Cronaca / Sondrio e cintura
Venerdì 13 Dicembre 2013
Indagine evasione fiscale
127 i milioni contestati
La Guardia di finanza l’ha chiamata operazione Shiva e non a caso. Il nome, infatti, deriva da una divinità indiana, solitamente rappresentata con più braccia
La Guardia di finanza l’ha chiamata operazione Shiva e non a caso. Il nome, infatti, deriva da una divinità indiana, solitamente rappresentata con più braccia.
Il motivo è presto detto: i numeri della grande inchiesta che si è conclusa nei giorni scorsi con la denuncia di 29 persone (delle quali quattro arrestate nella notte tra venerdì e sabato, altre due destinatarie della misura dei domiciliari) sembrano quasi quelli di un comune di medie dimensioni. In totale, infatti, viene contestata l’emissione di fatture false per 47 milioni di euro e il riciclaggio per oltre 77 milioni di euro. E, soprattutto, sono stati individuati 127 milioni di euro considerati come proventi di evasione fiscale.

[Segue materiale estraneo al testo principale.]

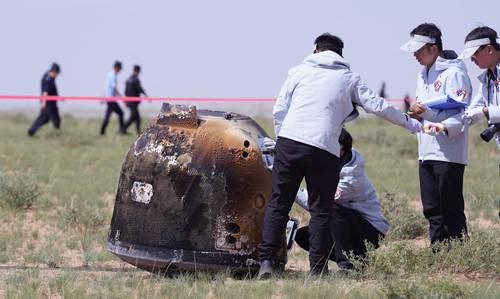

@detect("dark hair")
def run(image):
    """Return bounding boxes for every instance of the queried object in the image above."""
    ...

[314,32,344,56]
[49,62,61,73]
[465,26,500,51]
[410,23,443,51]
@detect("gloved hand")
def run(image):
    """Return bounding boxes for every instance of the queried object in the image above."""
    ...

[424,123,446,136]
[405,117,422,133]
[262,137,276,153]
[462,107,485,124]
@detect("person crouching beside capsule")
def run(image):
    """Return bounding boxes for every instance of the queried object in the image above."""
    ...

[257,33,422,279]
[295,129,390,273]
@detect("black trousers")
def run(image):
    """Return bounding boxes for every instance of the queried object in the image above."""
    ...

[101,102,123,135]
[123,102,141,134]
[258,137,339,271]
[28,101,61,136]
[419,161,467,243]
[295,203,384,269]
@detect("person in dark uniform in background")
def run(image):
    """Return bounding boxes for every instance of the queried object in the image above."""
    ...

[123,65,148,134]
[101,61,125,135]
[28,63,61,136]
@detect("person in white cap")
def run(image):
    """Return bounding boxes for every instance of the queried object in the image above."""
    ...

[258,33,422,278]
[401,23,472,248]
[431,26,500,168]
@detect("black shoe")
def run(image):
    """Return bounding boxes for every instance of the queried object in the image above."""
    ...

[334,268,358,278]
[257,260,274,280]
[309,263,329,277]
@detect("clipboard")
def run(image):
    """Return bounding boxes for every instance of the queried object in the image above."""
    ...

[422,95,467,110]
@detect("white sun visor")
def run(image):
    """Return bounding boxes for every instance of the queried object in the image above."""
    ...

[400,34,436,53]
[458,37,491,59]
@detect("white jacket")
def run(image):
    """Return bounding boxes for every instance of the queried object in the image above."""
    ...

[443,64,500,148]
[416,57,472,164]
[295,149,390,235]
[273,51,416,157]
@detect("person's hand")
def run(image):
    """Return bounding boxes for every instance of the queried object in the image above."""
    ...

[407,111,422,121]
[405,118,422,133]
[410,102,427,114]
[262,137,276,153]
[462,107,486,124]
[424,123,446,136]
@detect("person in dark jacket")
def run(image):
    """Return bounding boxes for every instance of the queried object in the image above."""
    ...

[28,63,61,136]
[123,65,148,134]
[101,61,125,135]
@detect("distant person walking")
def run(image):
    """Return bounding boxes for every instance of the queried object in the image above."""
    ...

[28,63,61,136]
[101,61,125,135]
[378,82,387,99]
[123,65,148,134]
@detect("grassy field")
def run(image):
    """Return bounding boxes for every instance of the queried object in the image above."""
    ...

[0,115,500,298]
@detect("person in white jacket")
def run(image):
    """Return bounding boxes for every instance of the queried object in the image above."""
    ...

[401,23,472,244]
[295,129,390,269]
[258,33,422,279]
[429,26,500,163]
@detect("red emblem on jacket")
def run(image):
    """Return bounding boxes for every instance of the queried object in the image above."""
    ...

[457,88,467,99]
[434,81,443,91]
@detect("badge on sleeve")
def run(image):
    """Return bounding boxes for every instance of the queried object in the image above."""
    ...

[434,81,443,92]
[457,88,467,99]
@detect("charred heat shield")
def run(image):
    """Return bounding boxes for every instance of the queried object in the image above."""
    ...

[108,104,286,272]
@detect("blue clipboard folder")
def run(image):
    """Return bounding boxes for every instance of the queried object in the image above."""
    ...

[422,95,467,110]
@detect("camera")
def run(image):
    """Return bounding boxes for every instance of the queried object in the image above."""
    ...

[479,123,500,142]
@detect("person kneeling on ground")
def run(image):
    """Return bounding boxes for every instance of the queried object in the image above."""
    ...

[295,129,389,271]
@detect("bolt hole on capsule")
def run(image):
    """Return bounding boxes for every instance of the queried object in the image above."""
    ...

[226,222,240,234]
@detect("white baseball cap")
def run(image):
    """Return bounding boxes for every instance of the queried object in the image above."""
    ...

[458,37,491,59]
[400,34,436,53]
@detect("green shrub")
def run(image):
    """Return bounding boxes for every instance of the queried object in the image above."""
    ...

[0,173,41,210]
[382,278,471,299]
[381,192,427,240]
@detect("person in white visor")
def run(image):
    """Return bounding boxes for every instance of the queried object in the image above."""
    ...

[426,26,500,179]
[401,23,472,248]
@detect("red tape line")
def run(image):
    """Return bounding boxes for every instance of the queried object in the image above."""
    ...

[0,95,406,102]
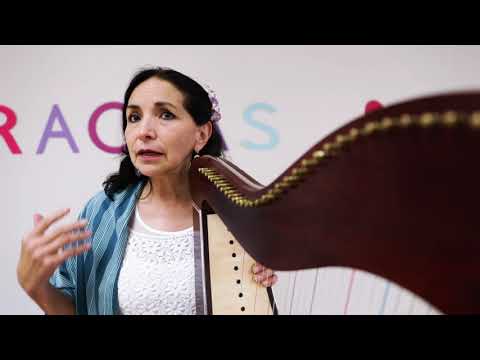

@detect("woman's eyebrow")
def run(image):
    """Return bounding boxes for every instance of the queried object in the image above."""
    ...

[155,101,177,109]
[127,101,177,109]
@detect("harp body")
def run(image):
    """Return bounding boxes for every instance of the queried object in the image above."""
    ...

[190,93,480,314]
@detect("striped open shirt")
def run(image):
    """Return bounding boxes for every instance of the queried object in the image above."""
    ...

[50,181,145,315]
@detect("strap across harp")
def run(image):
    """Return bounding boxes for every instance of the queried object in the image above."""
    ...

[190,92,480,314]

Una trentina le società coinvolte, soprattutto tra le province di Sondrio, Pavia e Brescia, alcune delle quali - per l’accusa - poste in essere solamente per poter emettere fatture false. Addirittura, alcune società venivano rilevate a poco prezzo quando si trovavano in precarie condizioni economiche. Venivano svuotate in maniera scientifica di ogni bene e di ogni cespite e poi utilizzate come cartiere. In che modo? Venivano emesse fatture false per abbattere i costi delle aziende e dichiarare meno imponibile o per ottenere rimborsi Iva non dovuti e andare così a credito di imposte. Ma non solo.
Secondo l’accusa, attraverso il cosiddetto sistema delle frodi carosello (vale a dire producendo fatture false e operando in completa evasione di imposta) venivano acquistati all’estero metalli di vario genere a prezzi concorrenziali, poi rivenduti sul mercato italiano a prezzo quasi sempre più basso rispetto a quello proposto dalle altre aziende del settore.
I
Gli utili prodotti in questo modo erano davvero ingenti, calcolati dai militari della compagnia di Sondrio agli ordini del capitano Giuseppe Papa, in decine di milioni di euro, che venivano poi riciclati attraverso canali nazionali e internazionali nelle più disparate attività. L’organizzazione, infatti, aveva base in Valtellina ma operava tra Italia, Francia, Austria, San Marino e Slovenia. L’indagine è iniziata nel 2009 a seguito di una verifica fiscale fatta nei confronti di un soggetto economico cointeressato in diverse attività nel settore edile e immobiliare.
I successivi accertamenti - per l’accusa - avrebbero portato a dimostrare che si trattava di un prestanome che gestiva le sue attività nell’ottica di un disegno molto più ampio. Ci sarebbe stata, quindi una struttura molto ben articolata. Tutto sarebbe stato studiato a tavolino, proprio per ottenere il massimo profitto. E le società cartiere avevano tutte una vita molto breve, in modo da ridurre il più possibile il rischio di eventuali controlli da parte delle forze dell’ordine o degli uffici tributari.